Tonight I book ‘Who You Think I Am’ through Curzon Home Cinema. It’s a subtitled French film, adapted from the novel by Camille Laurens, and for the first time I’m seeing our TV as perhaps too small e.g. I’m struggling to read the subtitles on it.

Claire Millaud (Juliette Binoche) is a divorcee with two children, who teaches literature and we see her analysing ‘Dangerous Liaisons’ with her class. She is seeing a therapist Dr Catherine Bormans (Nicole Garcia) whom she tells that she feels invisible to society now that she is in her fifties but this is a little misleading.


Despite claiming to be ‘invisible to society’ Claire is in a sexual relationship with a much younger man, Ludo (Guillaume Gouix). Yes he is basically using her for sex and doesn’t want to get romantically involved with her but it’s hardly being ‘invisible’. Clearly he finds her desirable and it’s hard to imagine Binoche herself struggling on this front. However, that’s perhaps not the point. Claire clearly has issues, hence the therapist.

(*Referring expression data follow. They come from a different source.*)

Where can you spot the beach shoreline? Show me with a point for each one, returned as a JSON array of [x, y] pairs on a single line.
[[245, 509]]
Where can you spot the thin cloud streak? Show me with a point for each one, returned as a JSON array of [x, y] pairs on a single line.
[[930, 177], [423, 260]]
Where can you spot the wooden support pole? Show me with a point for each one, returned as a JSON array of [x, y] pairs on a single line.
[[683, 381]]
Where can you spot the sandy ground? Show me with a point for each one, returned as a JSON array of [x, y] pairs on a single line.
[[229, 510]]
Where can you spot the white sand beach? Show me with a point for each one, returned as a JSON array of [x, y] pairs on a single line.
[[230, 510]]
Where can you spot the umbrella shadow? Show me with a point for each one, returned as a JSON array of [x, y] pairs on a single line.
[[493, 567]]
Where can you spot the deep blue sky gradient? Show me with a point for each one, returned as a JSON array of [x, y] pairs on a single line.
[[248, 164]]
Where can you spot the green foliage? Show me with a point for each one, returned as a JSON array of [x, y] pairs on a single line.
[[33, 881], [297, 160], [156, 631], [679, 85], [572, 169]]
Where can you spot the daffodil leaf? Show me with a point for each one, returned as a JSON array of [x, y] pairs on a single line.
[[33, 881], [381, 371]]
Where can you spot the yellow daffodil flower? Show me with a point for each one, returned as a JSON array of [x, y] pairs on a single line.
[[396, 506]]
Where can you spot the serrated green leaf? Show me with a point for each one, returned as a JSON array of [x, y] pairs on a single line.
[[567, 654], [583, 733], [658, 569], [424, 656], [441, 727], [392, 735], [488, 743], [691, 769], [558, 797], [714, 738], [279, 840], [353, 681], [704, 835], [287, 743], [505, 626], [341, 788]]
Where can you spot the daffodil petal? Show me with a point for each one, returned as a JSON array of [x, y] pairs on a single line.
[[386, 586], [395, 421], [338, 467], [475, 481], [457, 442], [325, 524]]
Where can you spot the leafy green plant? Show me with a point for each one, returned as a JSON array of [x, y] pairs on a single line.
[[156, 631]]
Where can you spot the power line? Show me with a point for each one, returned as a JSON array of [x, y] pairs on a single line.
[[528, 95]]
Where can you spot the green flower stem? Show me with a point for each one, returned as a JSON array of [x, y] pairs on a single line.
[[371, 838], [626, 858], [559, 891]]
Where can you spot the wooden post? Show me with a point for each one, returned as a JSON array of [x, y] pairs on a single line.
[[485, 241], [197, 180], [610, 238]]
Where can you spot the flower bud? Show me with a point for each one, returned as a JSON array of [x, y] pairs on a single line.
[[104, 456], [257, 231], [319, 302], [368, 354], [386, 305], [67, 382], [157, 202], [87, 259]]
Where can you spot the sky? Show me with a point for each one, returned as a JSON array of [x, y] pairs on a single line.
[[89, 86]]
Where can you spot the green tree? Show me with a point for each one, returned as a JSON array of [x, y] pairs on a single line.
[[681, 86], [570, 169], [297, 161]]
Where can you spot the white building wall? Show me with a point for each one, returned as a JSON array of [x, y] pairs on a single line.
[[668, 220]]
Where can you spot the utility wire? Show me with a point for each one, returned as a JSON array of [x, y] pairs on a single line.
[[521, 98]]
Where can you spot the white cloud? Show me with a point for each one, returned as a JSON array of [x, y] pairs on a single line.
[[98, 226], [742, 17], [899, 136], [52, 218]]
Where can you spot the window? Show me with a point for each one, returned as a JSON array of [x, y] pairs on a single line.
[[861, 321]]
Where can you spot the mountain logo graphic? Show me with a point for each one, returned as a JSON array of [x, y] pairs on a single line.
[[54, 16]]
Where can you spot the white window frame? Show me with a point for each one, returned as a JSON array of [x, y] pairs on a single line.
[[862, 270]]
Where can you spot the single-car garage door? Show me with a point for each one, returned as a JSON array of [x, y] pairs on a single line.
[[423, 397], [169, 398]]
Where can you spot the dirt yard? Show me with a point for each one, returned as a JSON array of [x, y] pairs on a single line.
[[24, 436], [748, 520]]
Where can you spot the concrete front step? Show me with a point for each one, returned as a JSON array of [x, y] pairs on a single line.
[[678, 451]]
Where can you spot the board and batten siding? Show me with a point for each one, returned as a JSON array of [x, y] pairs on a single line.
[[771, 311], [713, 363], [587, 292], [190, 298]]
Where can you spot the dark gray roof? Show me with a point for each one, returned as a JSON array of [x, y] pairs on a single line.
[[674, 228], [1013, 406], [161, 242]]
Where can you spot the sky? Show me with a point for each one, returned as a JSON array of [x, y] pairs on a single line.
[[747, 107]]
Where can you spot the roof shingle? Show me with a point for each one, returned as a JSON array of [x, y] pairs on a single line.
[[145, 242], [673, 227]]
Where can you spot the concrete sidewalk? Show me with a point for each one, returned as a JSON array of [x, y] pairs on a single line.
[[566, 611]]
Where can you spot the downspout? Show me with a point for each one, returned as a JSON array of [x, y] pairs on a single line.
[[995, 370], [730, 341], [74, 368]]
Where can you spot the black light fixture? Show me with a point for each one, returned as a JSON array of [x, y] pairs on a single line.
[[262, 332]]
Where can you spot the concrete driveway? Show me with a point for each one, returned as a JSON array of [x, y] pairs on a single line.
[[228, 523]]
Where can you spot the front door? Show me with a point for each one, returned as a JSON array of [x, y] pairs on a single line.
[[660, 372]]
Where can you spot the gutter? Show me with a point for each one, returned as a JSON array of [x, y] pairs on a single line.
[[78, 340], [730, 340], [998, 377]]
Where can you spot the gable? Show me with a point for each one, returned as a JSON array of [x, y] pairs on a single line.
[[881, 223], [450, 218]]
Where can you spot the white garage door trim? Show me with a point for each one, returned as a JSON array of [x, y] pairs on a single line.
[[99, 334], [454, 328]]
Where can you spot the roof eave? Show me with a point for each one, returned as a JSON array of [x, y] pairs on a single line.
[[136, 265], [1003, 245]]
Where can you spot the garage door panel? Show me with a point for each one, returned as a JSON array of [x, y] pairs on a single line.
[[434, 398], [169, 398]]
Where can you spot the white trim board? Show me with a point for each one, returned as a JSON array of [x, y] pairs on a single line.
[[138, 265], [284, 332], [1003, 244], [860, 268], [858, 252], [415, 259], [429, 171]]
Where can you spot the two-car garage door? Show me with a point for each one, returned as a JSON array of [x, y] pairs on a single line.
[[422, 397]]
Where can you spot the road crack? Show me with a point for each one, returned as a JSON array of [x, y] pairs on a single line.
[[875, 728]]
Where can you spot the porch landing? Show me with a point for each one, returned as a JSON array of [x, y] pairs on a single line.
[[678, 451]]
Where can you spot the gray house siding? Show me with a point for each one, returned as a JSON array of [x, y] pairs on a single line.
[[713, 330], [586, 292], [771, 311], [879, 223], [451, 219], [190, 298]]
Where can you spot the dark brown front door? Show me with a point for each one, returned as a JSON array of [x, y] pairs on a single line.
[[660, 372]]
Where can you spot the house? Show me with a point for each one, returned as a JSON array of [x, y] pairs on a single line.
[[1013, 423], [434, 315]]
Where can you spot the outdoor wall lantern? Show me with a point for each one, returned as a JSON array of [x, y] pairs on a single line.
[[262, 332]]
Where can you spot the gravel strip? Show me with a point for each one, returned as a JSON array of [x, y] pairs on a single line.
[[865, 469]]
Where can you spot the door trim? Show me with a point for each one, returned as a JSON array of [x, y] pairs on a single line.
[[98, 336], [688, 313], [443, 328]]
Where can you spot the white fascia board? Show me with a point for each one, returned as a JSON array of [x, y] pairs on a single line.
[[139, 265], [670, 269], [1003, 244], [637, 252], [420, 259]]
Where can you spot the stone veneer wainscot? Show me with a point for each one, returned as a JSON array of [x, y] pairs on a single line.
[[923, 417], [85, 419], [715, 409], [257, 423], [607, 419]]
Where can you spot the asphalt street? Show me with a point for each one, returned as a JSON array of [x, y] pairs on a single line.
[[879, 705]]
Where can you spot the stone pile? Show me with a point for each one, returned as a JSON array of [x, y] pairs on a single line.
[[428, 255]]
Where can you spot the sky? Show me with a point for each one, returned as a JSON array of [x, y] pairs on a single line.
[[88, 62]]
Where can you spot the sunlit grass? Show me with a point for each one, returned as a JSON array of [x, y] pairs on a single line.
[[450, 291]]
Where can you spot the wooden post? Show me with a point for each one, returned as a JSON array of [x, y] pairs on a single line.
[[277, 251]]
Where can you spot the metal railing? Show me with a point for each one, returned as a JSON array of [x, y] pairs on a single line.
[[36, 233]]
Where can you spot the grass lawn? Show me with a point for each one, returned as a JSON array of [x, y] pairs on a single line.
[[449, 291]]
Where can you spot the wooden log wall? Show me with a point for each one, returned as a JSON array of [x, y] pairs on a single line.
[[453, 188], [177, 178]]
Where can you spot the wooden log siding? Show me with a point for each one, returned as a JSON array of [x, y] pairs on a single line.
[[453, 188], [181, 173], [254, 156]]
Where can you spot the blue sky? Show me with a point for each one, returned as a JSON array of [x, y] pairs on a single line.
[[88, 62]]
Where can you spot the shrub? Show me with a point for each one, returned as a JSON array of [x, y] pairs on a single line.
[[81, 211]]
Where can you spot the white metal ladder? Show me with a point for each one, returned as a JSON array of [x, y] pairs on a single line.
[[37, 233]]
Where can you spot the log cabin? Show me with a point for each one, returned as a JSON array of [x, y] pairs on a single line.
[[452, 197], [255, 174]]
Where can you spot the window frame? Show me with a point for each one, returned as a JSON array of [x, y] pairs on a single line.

One evening Ludo starts ghosting her, leaving his flatmate Alex (François Civil) to field
her phone calls. Her response to being so unceremoniously dumped is to create a fake online profile as a 24-year-old fashion intern called Clara, complete with stolen profile pictures and to then sends a friend request to Alex with a view to stalking Ludo. Pictures that later turn out to be of her niece, whom her husband left her for.


When Alex starts communicating with her, she becomes more and more obsessed with him and he with the image she portrays of herself. Soon they are texting and talking on the phone but for obvious reasons she refuses to meet him.

Their online relationship throws up a rather large plot flaw. That neither of them proposes to turn their cameras on when they chat or, hey, maybe download Zoom. To be fair they probably hadn't heard of Zoom when they filmed this, as hardly anyone had until a few weeks ago.


As Alex grows every insistent on meeting, Claire decides to call off the relationship rather than risk him being disappointed with her middle-aged self but then who’s to say that if they had met who’s to say she wouldn’t have pulled another young boy. Which is where the film goes in an imagined alternative finale which is submitted to her therapist as a manuscript.


In this the real Claire meets Alex post-Clara and they have a full blown relationship. Claire however still doubt herself even in her own fantasy and revives the Clara persona to test his live for her. This has tragic results, that ends up which Claire in an institution for mental disorders and I haven’t even mentioned what supposedly happened to the real Alex after Clara dumped him.

It’s an intriguing film that may or may not be having an almighty dig at social media and the alternative images of themselves that almost everyone creates online but Claire, I’m sure you realise that being young is wasted on the young. With hindsight and experience us oldies are just so much better at it.